Les exceptions existent et concernent des activités réglementées, certaines professions et certains secteurs, qui imposent un agrément, un diplôme reconnu ou des conditions particulières. C’est le premier point à vérifier pour votre activité précise, mais cela reste l’exception.

Une distinction utile : créer une société et obtenir un titre de séjour sont deux démarches indépendantes. Diriger une société marocaine ne délivre pas automatiquement un droit au séjour. Voir la page visas et titre de séjour.

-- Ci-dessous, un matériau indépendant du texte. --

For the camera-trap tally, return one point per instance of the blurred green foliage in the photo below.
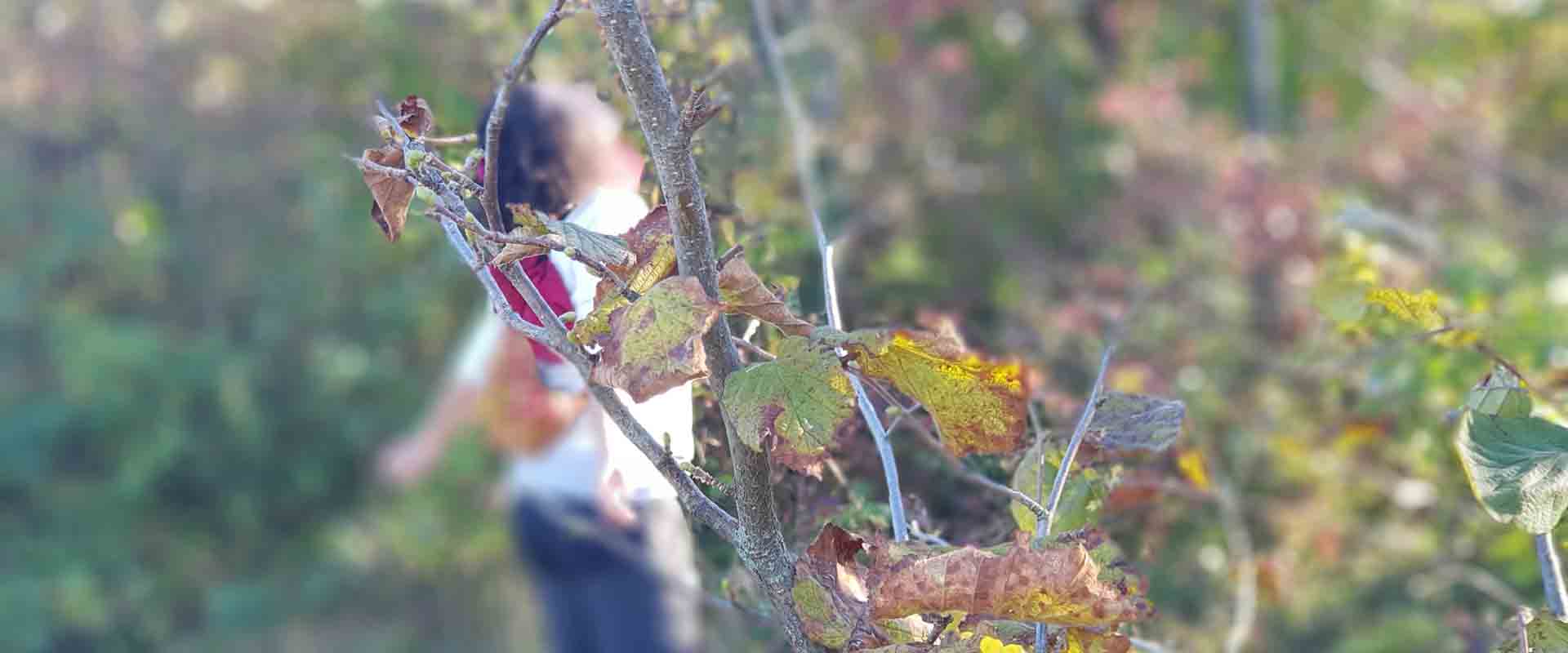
(204, 340)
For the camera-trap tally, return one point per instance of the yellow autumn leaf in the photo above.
(979, 404)
(1192, 467)
(1419, 309)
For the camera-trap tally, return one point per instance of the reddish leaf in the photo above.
(744, 291)
(1073, 581)
(390, 193)
(1058, 584)
(414, 116)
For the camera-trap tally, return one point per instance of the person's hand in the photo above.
(408, 460)
(613, 503)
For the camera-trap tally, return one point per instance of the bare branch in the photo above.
(1241, 545)
(1551, 575)
(731, 254)
(753, 349)
(804, 151)
(1525, 633)
(550, 243)
(497, 116)
(697, 112)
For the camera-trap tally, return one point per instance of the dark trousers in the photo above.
(606, 588)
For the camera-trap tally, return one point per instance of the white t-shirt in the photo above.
(593, 445)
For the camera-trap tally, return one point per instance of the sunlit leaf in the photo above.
(1082, 497)
(1419, 309)
(1501, 393)
(1087, 641)
(744, 291)
(1194, 469)
(656, 342)
(979, 404)
(1136, 422)
(1517, 464)
(653, 260)
(792, 403)
(390, 194)
(601, 248)
(1547, 634)
(1060, 583)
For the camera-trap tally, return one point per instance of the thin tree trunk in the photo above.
(760, 544)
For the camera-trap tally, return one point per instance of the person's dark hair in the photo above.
(530, 165)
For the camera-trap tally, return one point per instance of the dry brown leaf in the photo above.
(1058, 584)
(1075, 581)
(390, 194)
(742, 291)
(414, 115)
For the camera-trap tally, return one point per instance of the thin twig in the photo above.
(1241, 544)
(1525, 633)
(1551, 575)
(901, 528)
(1054, 503)
(557, 245)
(729, 254)
(497, 116)
(1147, 646)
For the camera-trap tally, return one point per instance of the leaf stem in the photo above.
(1551, 575)
(1043, 526)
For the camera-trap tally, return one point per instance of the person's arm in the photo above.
(408, 460)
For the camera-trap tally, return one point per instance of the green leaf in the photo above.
(1080, 499)
(1517, 467)
(797, 402)
(654, 344)
(1501, 393)
(1547, 636)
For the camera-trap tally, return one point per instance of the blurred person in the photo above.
(562, 153)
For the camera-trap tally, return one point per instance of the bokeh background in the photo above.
(204, 340)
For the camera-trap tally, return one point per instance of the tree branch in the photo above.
(497, 116)
(1043, 526)
(1551, 575)
(760, 544)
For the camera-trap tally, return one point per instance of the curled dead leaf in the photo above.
(742, 291)
(656, 342)
(390, 194)
(1075, 581)
(653, 248)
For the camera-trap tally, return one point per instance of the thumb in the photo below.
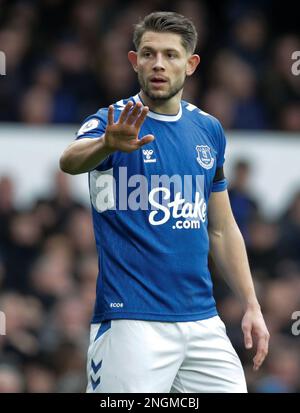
(145, 139)
(247, 337)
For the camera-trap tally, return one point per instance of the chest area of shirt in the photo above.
(185, 152)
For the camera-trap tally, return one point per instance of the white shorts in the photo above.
(133, 356)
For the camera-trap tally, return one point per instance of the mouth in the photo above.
(157, 80)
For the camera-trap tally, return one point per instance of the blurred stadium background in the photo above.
(64, 60)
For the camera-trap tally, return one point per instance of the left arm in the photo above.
(228, 251)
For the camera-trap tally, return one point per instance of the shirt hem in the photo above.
(153, 317)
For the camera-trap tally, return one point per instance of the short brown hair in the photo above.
(164, 21)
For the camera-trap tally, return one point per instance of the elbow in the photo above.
(64, 165)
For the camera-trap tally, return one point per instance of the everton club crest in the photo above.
(204, 156)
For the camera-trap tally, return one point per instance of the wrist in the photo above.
(105, 146)
(252, 304)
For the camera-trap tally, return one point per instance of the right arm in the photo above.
(86, 154)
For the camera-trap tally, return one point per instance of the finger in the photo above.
(142, 117)
(146, 139)
(247, 337)
(110, 116)
(262, 351)
(125, 112)
(134, 114)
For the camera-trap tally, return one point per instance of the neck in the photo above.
(164, 107)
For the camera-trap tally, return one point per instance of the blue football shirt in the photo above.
(149, 211)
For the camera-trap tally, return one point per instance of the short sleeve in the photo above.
(93, 126)
(220, 185)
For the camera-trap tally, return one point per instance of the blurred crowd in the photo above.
(48, 269)
(66, 59)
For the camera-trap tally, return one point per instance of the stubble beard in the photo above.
(159, 98)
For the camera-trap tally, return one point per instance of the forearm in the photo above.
(228, 251)
(83, 156)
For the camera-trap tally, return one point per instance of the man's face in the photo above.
(161, 65)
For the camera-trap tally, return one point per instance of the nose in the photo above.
(158, 63)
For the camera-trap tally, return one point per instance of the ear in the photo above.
(192, 64)
(132, 57)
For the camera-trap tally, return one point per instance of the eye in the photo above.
(146, 54)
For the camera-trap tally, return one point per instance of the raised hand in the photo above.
(123, 135)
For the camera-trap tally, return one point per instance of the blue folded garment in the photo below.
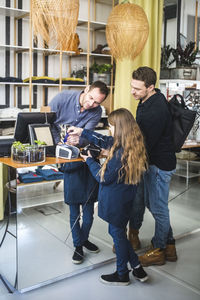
(30, 177)
(50, 174)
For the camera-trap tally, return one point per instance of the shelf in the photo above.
(42, 50)
(180, 81)
(182, 173)
(94, 54)
(2, 137)
(7, 119)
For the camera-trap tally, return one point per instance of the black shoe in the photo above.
(91, 247)
(115, 279)
(77, 258)
(140, 274)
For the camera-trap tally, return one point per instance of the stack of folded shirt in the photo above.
(49, 174)
(30, 177)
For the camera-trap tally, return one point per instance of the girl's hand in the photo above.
(104, 152)
(86, 156)
(72, 130)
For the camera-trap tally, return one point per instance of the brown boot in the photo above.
(170, 253)
(134, 239)
(154, 256)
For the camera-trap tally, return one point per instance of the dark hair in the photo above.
(102, 87)
(145, 74)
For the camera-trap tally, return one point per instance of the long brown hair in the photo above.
(128, 136)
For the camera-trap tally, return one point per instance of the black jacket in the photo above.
(154, 118)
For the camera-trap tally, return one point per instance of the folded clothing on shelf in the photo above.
(30, 177)
(49, 174)
(41, 79)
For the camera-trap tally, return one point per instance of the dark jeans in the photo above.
(123, 248)
(80, 232)
(153, 192)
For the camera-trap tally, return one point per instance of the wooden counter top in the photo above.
(49, 161)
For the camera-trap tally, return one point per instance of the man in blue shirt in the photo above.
(81, 109)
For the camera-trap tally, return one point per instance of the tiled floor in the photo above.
(176, 281)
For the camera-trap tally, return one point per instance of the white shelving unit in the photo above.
(89, 25)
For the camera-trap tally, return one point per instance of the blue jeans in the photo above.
(123, 249)
(80, 232)
(153, 192)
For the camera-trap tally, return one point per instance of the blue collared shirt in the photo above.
(68, 111)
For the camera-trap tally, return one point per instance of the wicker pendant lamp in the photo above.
(127, 30)
(55, 21)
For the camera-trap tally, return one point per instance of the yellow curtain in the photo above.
(150, 56)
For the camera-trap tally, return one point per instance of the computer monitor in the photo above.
(32, 126)
(24, 119)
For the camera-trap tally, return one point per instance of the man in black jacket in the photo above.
(155, 122)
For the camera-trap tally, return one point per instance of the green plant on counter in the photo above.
(101, 68)
(19, 146)
(40, 143)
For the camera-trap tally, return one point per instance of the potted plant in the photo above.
(184, 59)
(165, 62)
(101, 72)
(26, 153)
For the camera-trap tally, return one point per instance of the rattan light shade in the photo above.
(55, 21)
(127, 30)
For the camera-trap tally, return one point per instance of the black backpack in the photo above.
(183, 120)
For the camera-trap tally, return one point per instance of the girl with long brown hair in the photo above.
(118, 177)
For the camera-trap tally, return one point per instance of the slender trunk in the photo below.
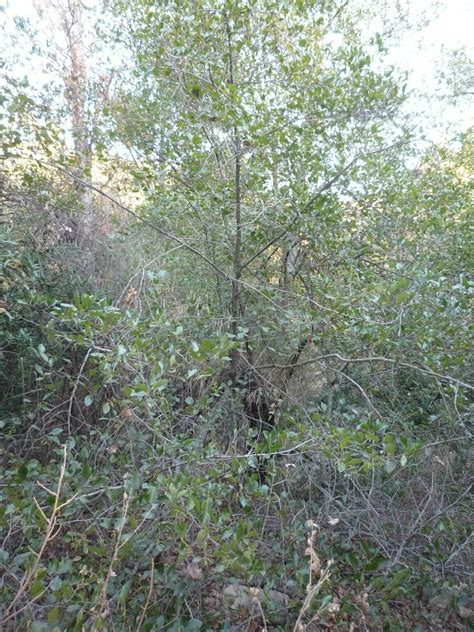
(236, 306)
(75, 80)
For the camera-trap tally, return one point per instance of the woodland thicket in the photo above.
(235, 329)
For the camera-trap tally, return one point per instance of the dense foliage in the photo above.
(235, 336)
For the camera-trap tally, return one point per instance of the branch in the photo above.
(337, 356)
(314, 197)
(147, 222)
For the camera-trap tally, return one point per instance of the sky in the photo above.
(422, 51)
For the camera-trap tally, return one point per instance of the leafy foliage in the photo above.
(235, 375)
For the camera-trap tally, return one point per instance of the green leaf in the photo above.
(53, 615)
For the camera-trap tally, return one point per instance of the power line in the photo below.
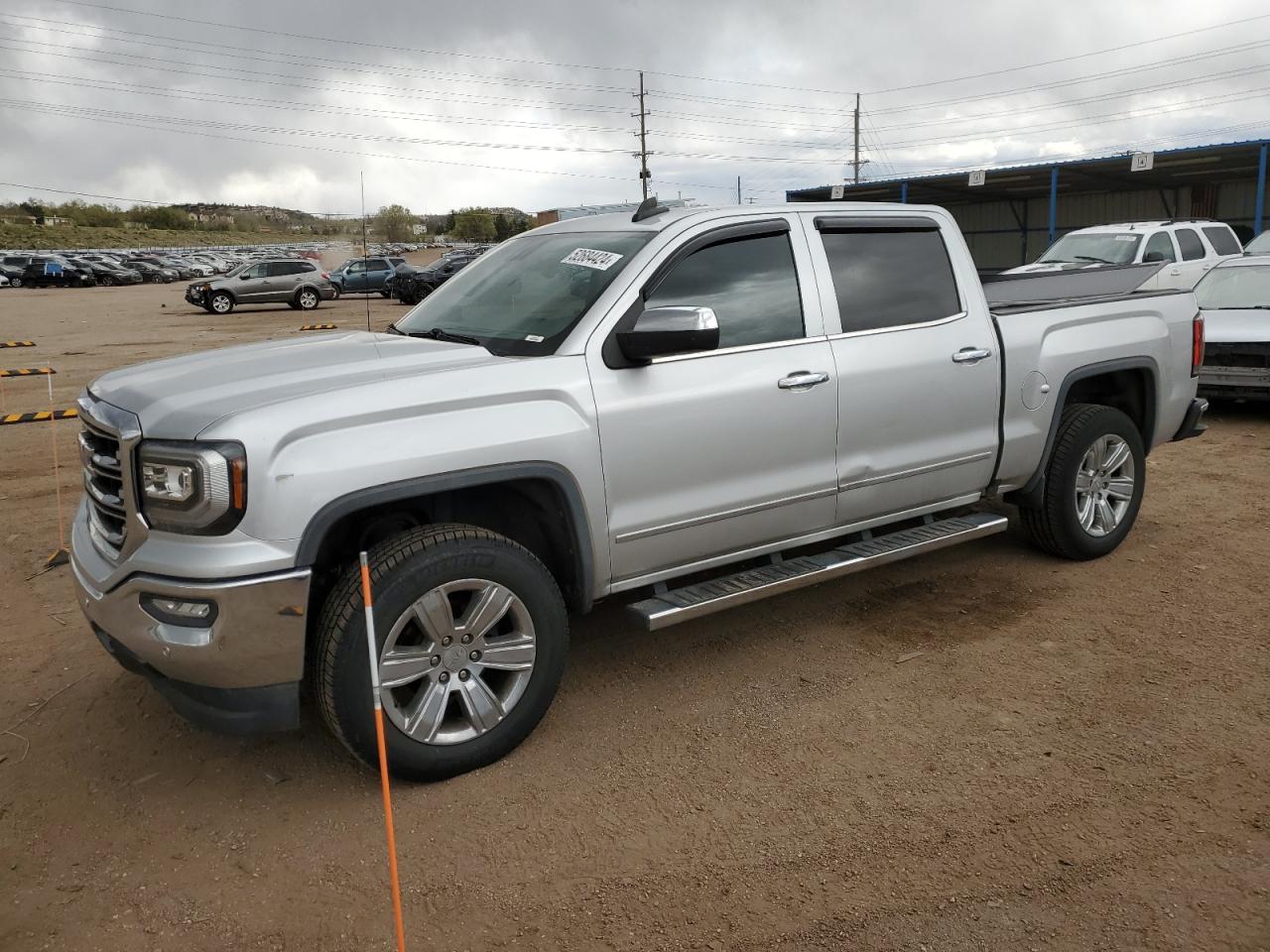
(1071, 59)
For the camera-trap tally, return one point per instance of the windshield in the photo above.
(1103, 248)
(525, 298)
(1234, 289)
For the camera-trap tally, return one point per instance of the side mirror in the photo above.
(661, 331)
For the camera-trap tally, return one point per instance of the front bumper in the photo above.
(240, 673)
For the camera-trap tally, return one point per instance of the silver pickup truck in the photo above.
(688, 409)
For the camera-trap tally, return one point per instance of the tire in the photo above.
(1089, 500)
(404, 570)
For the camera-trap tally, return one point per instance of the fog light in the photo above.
(190, 613)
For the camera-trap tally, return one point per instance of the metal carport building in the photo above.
(1019, 211)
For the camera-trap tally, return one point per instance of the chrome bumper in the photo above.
(255, 639)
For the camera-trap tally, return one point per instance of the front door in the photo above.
(919, 370)
(720, 452)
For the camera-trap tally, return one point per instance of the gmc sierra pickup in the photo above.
(691, 409)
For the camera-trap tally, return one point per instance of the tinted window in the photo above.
(1160, 244)
(890, 278)
(751, 285)
(1189, 244)
(1222, 240)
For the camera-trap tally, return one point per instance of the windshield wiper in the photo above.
(443, 334)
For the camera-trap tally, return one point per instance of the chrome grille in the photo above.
(103, 481)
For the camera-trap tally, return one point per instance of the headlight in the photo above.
(190, 486)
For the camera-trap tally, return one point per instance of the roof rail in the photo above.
(648, 208)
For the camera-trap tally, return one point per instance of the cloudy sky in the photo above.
(530, 104)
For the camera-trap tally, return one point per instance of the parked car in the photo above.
(55, 271)
(416, 285)
(1234, 298)
(1187, 248)
(820, 380)
(359, 276)
(277, 281)
(1260, 245)
(108, 275)
(151, 272)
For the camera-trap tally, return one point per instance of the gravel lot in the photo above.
(984, 749)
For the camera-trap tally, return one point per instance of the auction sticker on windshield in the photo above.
(590, 258)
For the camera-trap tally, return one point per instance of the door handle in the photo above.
(802, 380)
(970, 354)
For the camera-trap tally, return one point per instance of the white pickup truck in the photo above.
(689, 409)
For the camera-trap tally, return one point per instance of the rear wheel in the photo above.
(471, 643)
(1093, 484)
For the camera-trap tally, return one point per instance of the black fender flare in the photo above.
(575, 511)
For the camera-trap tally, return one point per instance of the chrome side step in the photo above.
(730, 590)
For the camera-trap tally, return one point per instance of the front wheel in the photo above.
(221, 302)
(1093, 484)
(471, 643)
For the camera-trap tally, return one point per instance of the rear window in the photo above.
(1189, 244)
(1222, 240)
(890, 278)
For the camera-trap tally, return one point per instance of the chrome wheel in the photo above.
(1103, 485)
(457, 661)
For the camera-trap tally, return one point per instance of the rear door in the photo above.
(917, 362)
(1194, 259)
(724, 451)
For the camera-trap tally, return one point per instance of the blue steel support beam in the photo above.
(1261, 191)
(1053, 202)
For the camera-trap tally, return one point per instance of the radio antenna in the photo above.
(365, 255)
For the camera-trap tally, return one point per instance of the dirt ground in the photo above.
(983, 749)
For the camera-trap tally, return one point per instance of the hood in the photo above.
(1053, 267)
(182, 397)
(1250, 326)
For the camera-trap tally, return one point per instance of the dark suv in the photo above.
(412, 287)
(277, 281)
(45, 271)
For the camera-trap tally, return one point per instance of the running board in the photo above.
(730, 590)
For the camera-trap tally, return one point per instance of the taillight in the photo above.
(1197, 343)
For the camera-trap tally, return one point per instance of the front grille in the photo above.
(103, 481)
(1256, 356)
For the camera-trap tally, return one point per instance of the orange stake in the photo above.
(384, 754)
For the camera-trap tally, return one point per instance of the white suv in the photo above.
(1188, 246)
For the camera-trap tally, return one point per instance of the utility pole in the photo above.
(856, 160)
(643, 140)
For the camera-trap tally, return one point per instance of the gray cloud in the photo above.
(139, 105)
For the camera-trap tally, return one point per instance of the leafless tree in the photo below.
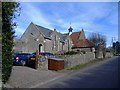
(99, 42)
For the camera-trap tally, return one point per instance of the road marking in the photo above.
(42, 83)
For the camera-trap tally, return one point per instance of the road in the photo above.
(101, 75)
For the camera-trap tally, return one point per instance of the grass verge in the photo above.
(77, 67)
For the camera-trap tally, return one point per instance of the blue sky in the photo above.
(98, 17)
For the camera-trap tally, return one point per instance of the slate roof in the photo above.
(46, 32)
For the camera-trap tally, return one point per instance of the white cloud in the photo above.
(34, 15)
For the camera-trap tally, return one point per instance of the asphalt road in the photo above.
(101, 75)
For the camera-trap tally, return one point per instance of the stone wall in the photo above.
(72, 60)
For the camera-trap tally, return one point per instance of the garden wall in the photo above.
(72, 60)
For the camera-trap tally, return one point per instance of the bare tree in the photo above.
(99, 42)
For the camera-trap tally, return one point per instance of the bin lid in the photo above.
(58, 59)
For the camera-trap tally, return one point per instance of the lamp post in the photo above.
(44, 45)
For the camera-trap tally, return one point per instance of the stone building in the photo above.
(45, 40)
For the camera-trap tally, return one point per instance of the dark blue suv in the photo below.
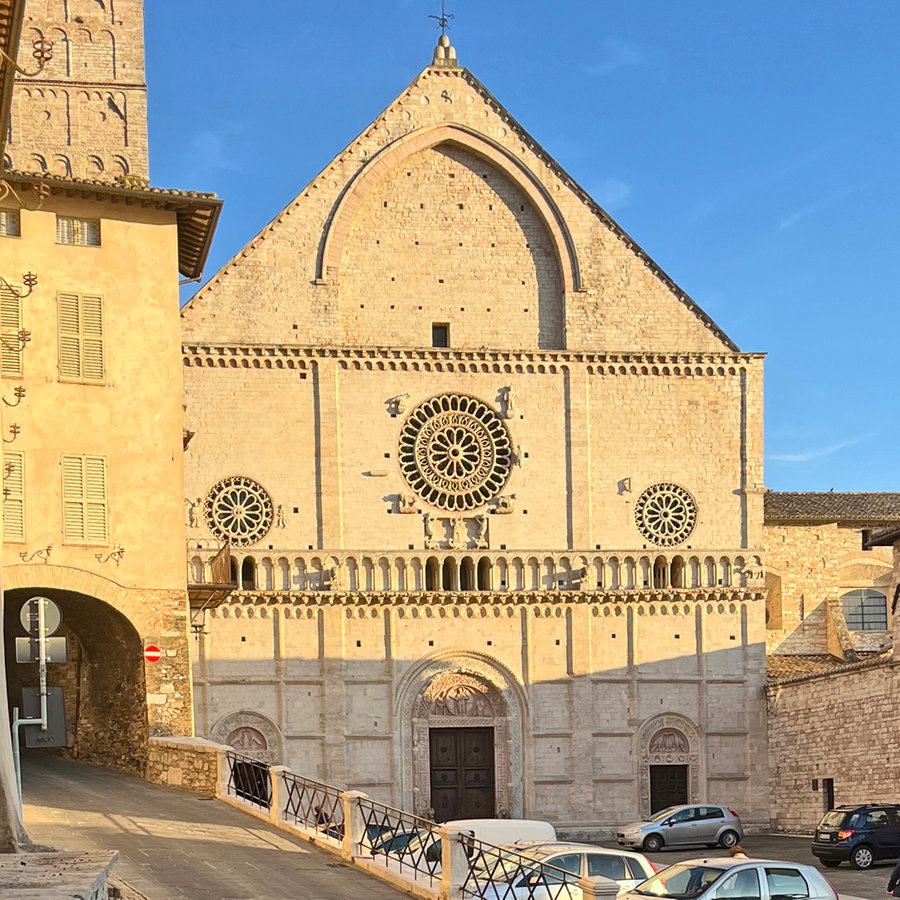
(859, 835)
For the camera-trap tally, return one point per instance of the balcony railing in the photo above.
(480, 570)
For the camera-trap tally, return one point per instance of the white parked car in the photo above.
(536, 870)
(730, 879)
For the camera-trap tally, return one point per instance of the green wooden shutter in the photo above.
(84, 500)
(10, 325)
(14, 496)
(81, 338)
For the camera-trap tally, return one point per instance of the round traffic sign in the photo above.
(30, 616)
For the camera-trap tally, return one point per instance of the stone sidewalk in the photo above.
(174, 845)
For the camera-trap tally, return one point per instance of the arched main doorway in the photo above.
(461, 740)
(103, 682)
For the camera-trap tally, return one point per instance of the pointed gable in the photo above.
(446, 211)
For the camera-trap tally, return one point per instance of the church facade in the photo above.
(491, 484)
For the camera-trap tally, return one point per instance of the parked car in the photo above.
(519, 870)
(859, 834)
(698, 823)
(719, 879)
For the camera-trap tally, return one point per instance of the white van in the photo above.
(490, 831)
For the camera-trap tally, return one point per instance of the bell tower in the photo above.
(84, 115)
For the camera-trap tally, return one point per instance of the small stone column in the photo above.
(354, 824)
(454, 864)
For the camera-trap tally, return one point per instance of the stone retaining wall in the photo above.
(191, 764)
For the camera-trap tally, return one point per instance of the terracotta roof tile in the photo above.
(784, 669)
(805, 507)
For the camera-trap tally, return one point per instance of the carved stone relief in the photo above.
(251, 734)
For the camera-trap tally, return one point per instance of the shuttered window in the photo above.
(14, 496)
(84, 500)
(82, 232)
(10, 325)
(81, 338)
(10, 223)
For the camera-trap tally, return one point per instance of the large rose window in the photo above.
(665, 514)
(455, 452)
(238, 510)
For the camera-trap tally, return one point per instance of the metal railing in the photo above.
(401, 840)
(498, 874)
(316, 805)
(249, 779)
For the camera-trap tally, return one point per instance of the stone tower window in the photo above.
(10, 223)
(239, 510)
(440, 334)
(82, 232)
(455, 452)
(665, 514)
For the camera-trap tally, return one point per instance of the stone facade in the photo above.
(85, 114)
(514, 534)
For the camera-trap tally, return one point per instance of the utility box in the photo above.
(55, 734)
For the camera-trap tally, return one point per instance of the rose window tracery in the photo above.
(455, 452)
(665, 514)
(239, 510)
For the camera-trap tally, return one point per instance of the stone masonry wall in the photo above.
(188, 763)
(842, 727)
(806, 566)
(85, 114)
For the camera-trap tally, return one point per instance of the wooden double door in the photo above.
(668, 786)
(462, 773)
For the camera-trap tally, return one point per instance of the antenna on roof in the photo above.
(443, 19)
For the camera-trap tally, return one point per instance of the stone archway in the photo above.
(461, 691)
(671, 740)
(251, 734)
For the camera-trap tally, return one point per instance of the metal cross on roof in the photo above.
(443, 19)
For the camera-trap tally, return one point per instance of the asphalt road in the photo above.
(851, 884)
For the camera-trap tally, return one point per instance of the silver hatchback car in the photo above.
(735, 879)
(698, 823)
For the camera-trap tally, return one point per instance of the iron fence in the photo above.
(400, 839)
(249, 779)
(316, 805)
(496, 873)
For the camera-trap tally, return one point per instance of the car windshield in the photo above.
(680, 881)
(834, 819)
(662, 814)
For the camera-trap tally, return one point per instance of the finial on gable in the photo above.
(444, 52)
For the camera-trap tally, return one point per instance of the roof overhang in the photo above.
(12, 13)
(196, 214)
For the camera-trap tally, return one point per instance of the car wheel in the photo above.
(862, 857)
(653, 842)
(728, 839)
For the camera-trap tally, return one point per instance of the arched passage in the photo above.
(103, 681)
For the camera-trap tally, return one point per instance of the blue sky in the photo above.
(752, 150)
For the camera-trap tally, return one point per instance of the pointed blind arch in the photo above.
(394, 155)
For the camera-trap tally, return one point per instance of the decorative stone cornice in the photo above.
(289, 356)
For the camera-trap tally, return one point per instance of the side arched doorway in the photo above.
(103, 682)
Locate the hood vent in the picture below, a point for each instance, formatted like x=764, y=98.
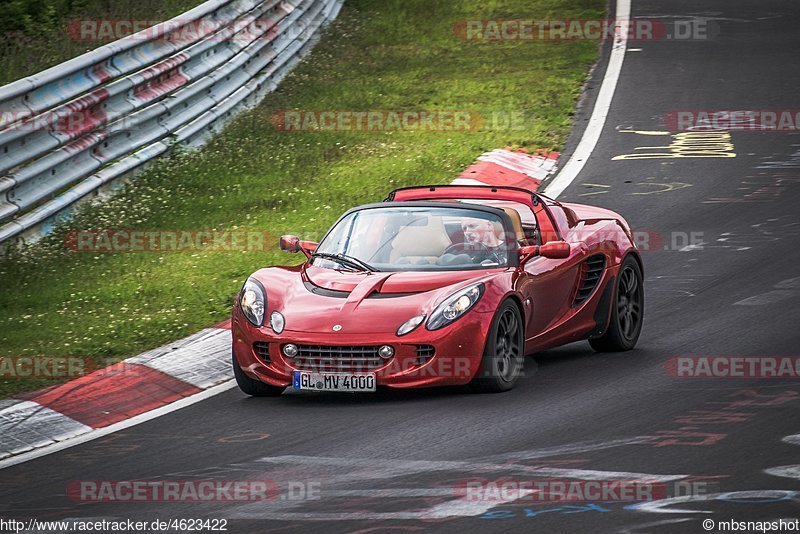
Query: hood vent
x=591, y=272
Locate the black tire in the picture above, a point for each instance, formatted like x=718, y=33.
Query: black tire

Quelle forme juridique choisir

Cinq formes existent, une convient à la grande majorité des projets.
Formes juridiques disponibles pour créer au Maroc
FormePour quiCe qu’il faut savoir
SARLLa forme la plus couranteResponsabilité limitée aux apports, un ou plusieurs associés, capital libre
SARL à associé uniqueL’équivalent de l’EURLMême cadre, un seul associé. La voie habituelle d’un porteur de projet seul
Auto-entrepreneurActivités individuelles modestesRégime simplifié, plafonds de chiffre d’affaires, activités éligibles limitées
Société anonymeProjets de grande tailleCapital minimum élevé, conseil d’administration, obligations lourdes
SuccursaleExtension d’une société étrangèrePas de personnalité juridique propre : la société mère reste engagée

Source · Relevés 2026. Les seuils et régimes évoluent : vérifiez auprès du CRI ou de la DGI.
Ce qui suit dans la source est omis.